Следующие шесть лет сыновья Саладина провели за дележом отцовского наследства, комбинируя границы то так, то этак при посредничестве своего всегда практичного и рассудительного дяди аль-Адиля. Три старших сына — Афдаль, Захир и Азиз — получили Дамаск, Алеппо и Египет; самому аль-Адилю досталось Заиорданье с Эдессой.
22-летний Афдаль унаследовал желанный Иерусалим, который он обожал. Он воздвиг рядом с храмом Гроба Господня мечеть Омара, поселил выходцев из Северной Африки в новом Магрибском квартале, сооруженном прямо у Западной стены, и построил для них медресе аль-Афдалийя.
При этом Афдаль был пьяницей и бездарным правителем, ему не удалось завоевать любовь и верность подданных, и город переходил из рук в руки в распрях враждующих братьев.
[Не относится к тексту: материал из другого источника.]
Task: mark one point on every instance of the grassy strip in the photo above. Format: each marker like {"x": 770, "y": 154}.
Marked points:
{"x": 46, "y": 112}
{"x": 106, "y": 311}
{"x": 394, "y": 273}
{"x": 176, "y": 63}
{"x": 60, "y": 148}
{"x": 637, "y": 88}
Войну выиграл Азиз, но едва он стал султаном, как был убит на охоте. Дожившие до этого времени Афдаль и Захир объединили силы против дяди, но аль-Адиль одолел обоих, захватил всю империю Саладина, стал султаном и правил еще 20 лет. Холодный, элегантный и непреклонно-суровый, аль-Адиль совсем не был похож на брата: ни один из авторов того времени не высказывает в его адрес восторженного восхищения, но уважали его все. Он был хорошим правителем, возможно, «самым способным из всего своего рода». В Иерусалиме аль-Адиль построил Цепные ворота, на украшение которых пошли изысканные франкские сполии, взятые из монастыря тамплиеров: двойной купол над портиком и капители, украшенные резными изображениями львов и других животных. Цепные ворота (Баб эс-Силсиля) и поныне остаются главным входом на Харам аш-Шариф с запада. Однако еще до того как аль-Адиль стал султаном аль-Адилем I Ахмадом ибн Айюбом, в 1198 году его второй сын Муаззам Иса (арабский вариант имени Иисус) получил в управление Сирию.
В 1204 году Муаззам сделал Иерусалим своей столицей, а дворец короля Амори — своей резиденцией. Самый популярный представитель дома Айюбидов со времен своего дяди Саладина, Муаззам был добродушным человеком, не признававшим условностей двора. Штудируя под руководством ученых мужей философию и естественные науки, Муаззам пешком ходил на дом к учителям, как обычный студент. «Я видел его в Иерусалиме, — вспоминает историк Ибн Васил. — Мужчины, женщины, дети толкали его в толпе, но никто не отгонял их. Чрезвычайно храбрый человек, обладавший высоким понятием о чести, он при этом совершенно не был склонен к показухе. По королевским стандартам его выезд был чрезвычайно скромным: лишь несколько человек верхами сопровождали его. Он носил желтый тюрбан, и когда он ехал по улицам или через рынки, путь перед ним никто никогда не расчищал».